The bitter power struggle had begun. The Marxist-style
socialist movement was quashed in a series of arrests and murder
and in 1919 the Weimar Republic came into being. The Weimar Republic,
which answered the needs of neither communists nor monarchists,
had an uneasy and fraught existence from 1920 until 1933.

The Berlin with which we are familiar today came into being in
the 1920s when the disparate regions of the area were unified
and brought under a single administration.

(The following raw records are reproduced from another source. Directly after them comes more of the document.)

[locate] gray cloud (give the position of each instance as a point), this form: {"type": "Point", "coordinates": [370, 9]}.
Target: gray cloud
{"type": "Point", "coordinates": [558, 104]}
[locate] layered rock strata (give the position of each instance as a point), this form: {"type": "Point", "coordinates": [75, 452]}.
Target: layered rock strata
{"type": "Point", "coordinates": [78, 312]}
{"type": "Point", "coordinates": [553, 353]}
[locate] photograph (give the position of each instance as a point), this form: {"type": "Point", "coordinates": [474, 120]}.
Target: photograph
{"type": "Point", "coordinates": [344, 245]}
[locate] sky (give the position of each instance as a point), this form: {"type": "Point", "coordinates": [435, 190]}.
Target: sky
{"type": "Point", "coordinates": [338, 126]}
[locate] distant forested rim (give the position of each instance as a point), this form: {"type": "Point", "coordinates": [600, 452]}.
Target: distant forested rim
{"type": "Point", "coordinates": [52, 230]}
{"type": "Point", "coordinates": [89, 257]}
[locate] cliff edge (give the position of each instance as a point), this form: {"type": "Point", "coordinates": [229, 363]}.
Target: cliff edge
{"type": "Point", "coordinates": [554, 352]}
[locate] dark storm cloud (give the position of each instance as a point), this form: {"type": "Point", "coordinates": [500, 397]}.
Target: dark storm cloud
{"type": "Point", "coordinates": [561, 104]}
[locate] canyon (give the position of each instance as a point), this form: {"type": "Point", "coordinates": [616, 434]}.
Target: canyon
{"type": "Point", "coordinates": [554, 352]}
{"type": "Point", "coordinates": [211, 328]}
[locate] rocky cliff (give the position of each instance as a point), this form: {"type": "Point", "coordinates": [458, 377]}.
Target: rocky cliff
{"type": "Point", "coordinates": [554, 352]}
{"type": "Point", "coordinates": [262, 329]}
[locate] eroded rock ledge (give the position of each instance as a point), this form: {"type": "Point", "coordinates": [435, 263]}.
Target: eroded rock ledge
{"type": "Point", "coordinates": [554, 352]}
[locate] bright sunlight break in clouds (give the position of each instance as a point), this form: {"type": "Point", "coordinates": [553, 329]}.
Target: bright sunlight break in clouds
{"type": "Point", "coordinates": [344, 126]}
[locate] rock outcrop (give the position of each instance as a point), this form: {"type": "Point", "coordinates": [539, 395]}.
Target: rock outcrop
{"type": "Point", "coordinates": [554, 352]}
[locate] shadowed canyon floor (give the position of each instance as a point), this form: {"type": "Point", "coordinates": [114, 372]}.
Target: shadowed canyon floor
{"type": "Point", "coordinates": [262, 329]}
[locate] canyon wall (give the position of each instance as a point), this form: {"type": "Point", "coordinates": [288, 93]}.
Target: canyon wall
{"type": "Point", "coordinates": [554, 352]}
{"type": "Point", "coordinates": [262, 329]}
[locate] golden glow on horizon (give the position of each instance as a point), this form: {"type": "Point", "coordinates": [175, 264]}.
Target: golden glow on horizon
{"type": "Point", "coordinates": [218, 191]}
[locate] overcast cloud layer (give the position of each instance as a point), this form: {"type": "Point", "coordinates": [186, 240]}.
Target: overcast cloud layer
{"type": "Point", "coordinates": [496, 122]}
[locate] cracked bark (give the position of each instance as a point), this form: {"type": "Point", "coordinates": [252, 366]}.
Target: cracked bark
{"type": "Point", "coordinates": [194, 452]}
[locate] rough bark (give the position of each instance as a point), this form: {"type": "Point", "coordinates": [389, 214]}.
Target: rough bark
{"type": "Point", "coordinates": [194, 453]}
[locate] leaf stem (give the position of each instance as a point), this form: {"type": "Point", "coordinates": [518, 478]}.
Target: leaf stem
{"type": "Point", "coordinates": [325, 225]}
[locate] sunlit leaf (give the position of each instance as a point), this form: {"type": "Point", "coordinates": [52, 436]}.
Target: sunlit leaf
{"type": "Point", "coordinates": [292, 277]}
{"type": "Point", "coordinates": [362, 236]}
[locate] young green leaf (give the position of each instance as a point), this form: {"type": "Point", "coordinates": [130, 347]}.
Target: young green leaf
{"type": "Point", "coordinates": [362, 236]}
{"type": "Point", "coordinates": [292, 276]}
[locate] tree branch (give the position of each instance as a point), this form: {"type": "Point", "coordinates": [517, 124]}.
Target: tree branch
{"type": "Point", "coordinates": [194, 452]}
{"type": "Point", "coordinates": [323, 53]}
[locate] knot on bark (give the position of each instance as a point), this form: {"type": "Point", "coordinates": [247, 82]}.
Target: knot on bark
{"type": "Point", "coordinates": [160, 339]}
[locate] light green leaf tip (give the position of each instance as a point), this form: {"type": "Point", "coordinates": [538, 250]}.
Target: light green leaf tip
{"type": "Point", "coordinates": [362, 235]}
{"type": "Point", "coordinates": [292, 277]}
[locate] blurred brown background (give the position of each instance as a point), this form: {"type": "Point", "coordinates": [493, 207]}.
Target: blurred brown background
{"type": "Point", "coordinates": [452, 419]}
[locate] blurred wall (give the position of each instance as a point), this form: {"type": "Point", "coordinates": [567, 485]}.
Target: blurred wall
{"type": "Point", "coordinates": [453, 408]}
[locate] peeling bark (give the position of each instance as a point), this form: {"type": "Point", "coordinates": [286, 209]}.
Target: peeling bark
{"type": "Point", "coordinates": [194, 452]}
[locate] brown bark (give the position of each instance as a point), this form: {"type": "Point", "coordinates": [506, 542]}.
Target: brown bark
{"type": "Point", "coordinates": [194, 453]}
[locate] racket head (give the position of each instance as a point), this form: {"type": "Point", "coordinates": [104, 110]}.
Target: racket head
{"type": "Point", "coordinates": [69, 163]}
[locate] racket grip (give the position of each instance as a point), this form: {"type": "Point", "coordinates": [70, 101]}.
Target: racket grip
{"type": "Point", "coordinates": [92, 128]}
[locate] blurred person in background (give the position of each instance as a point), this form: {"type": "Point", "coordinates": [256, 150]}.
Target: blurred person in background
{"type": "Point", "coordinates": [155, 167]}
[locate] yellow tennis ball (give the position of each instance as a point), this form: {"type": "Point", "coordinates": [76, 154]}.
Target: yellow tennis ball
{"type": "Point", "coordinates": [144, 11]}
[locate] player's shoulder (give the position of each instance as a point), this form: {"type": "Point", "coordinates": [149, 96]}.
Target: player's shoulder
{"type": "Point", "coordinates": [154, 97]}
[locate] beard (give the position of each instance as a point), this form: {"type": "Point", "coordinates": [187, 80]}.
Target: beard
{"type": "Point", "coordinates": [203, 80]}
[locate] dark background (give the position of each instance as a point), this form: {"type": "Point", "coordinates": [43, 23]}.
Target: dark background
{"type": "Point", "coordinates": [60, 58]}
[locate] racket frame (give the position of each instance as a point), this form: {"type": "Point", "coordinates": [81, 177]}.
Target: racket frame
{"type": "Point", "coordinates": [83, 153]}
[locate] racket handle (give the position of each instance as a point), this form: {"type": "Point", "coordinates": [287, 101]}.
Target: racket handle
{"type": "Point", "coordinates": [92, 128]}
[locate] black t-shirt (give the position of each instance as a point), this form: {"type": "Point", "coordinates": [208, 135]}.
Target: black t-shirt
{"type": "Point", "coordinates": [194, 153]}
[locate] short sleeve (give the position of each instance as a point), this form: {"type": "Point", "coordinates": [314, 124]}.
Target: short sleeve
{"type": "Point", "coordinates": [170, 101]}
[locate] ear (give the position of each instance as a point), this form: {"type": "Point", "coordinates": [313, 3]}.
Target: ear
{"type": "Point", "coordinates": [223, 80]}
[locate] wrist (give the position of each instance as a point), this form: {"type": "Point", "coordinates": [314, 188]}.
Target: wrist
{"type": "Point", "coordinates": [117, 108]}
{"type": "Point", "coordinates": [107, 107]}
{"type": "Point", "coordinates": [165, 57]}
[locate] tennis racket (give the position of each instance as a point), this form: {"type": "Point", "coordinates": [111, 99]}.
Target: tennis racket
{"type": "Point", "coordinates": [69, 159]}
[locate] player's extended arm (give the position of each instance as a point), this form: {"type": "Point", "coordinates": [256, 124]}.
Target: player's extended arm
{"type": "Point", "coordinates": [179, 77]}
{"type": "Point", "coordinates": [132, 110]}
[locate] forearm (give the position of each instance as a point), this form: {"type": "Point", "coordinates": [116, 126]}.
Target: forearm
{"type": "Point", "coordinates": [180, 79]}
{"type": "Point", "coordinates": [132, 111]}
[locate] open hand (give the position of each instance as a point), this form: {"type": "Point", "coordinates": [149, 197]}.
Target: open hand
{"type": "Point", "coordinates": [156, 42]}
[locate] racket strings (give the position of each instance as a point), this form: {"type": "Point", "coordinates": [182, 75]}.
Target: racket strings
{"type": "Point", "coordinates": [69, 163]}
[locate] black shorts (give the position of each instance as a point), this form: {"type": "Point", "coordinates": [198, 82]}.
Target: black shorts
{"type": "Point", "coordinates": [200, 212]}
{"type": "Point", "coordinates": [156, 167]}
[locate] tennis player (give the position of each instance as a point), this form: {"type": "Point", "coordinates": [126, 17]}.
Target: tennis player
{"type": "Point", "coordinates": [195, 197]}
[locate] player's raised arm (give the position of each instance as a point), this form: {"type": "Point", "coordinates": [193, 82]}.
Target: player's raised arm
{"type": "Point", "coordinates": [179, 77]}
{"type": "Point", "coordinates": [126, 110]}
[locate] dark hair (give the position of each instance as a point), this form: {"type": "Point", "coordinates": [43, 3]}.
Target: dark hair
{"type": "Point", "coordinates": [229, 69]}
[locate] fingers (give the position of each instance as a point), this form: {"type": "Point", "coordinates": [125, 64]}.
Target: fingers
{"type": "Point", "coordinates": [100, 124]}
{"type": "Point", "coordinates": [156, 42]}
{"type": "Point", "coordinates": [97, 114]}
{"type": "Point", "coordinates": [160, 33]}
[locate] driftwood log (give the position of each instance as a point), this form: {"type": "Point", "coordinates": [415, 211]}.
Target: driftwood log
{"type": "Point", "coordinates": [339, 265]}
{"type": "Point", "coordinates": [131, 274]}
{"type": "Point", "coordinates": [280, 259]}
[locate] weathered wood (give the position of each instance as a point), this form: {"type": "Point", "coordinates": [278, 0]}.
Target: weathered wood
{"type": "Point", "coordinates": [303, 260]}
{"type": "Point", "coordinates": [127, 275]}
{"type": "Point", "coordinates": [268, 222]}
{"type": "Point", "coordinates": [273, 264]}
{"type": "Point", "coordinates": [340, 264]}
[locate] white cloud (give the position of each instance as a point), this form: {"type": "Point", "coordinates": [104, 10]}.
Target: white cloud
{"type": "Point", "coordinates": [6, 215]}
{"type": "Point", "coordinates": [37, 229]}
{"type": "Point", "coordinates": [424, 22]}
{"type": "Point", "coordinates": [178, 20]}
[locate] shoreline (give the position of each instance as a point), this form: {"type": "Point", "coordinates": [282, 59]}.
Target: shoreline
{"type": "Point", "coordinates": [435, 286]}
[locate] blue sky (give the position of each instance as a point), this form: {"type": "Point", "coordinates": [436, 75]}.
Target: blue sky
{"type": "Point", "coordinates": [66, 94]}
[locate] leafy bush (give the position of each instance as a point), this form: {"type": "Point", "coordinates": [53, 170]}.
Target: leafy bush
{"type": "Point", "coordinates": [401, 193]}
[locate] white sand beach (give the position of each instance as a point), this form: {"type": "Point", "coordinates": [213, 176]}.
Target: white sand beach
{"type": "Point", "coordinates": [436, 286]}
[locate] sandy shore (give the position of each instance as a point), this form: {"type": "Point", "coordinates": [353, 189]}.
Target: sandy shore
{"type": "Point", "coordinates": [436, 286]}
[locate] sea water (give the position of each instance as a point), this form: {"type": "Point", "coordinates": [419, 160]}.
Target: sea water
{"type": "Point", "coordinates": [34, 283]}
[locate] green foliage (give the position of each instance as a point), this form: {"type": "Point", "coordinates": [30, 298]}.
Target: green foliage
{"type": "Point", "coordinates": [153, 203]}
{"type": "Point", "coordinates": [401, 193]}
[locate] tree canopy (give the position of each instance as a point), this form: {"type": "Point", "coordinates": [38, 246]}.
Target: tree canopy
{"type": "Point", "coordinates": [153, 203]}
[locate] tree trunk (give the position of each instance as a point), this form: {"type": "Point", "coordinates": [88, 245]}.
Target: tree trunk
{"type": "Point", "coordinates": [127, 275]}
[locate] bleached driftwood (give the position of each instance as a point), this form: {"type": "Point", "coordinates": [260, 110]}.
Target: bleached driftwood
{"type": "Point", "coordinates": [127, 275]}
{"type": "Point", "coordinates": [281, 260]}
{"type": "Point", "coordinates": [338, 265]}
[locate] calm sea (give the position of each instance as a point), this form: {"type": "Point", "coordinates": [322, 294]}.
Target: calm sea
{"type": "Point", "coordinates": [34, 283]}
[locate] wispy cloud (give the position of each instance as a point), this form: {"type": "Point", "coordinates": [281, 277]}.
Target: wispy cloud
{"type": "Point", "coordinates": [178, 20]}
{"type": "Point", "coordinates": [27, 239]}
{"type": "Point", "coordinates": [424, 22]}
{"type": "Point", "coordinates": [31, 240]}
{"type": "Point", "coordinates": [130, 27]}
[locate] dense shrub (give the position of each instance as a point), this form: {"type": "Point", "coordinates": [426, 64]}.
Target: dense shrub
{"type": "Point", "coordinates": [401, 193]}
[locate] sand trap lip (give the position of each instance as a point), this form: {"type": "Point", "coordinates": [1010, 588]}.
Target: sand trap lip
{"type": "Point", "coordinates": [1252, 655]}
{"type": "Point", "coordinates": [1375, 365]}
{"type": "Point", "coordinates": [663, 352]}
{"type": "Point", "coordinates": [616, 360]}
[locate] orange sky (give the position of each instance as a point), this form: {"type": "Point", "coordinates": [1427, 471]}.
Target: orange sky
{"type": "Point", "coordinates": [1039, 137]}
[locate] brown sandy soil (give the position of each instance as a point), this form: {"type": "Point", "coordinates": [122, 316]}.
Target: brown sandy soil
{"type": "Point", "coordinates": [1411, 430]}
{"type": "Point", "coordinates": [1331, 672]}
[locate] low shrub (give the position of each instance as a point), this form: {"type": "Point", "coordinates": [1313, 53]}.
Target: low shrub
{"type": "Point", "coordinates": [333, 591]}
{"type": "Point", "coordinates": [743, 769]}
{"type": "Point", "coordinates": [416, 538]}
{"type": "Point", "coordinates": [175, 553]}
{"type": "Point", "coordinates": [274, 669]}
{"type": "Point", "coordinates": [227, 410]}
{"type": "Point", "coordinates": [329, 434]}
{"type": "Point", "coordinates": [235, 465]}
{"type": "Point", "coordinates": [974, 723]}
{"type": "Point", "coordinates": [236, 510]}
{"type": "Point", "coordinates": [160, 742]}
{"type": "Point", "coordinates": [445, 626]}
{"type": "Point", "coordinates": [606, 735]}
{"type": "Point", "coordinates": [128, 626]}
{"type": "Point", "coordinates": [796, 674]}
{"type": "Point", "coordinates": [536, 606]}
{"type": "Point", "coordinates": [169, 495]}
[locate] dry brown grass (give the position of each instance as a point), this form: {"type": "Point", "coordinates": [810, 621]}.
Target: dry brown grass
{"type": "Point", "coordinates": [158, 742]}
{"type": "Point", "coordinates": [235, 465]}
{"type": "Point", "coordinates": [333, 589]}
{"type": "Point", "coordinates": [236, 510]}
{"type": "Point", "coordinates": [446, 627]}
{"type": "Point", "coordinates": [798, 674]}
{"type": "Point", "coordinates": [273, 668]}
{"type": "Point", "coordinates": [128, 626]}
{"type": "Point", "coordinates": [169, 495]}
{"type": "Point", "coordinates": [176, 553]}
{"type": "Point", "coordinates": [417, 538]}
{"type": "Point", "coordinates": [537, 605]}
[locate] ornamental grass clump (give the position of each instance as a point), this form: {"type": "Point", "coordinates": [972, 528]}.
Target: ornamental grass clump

It was suddenly a city
with almost 4 million citizens.

The early years of the decade were marred by social and political
disturbances, high unemployment, scarcity of food, soaring costs
and the attendant diseases of deprivation. As conditions were
brought under control and improved Berlin entered the second half
of that decade on a high of cultural and artistic activity which
rivalled even Paris.

It became a melting pot of experimentation and creative energy
drawing the great names, from the world of the arts, music, literature
and the sciences, to be a part of this great explosion of activity.
The 1929 American stock market crash brought a sudden and dramatic
end to this period. Within weeks unemployment was again soaring,
riots were the order of the day and political activists were increasingly
active. Hitler's time was coming.
In the national elections of 1930 Hitler's NSDAP party gained
18% of the votes. Two years later his party took a staggering
37% of the vote. In January 1933 Hitler was appointed Reich Chancellor
and the fate of millions of people worldwide was sealed. A month
later, following a 'mysterious' fire at the Reichstag, Hitler
was granted emergency powers enabling him to 'protect the people
and state'. The following month, March, parliament passed the
'Enabling Law', effectively granting Adolf Hitler the powers of
a dictator who needed no recourse to elected members of a parliament.
The years of terror and persecution had begun.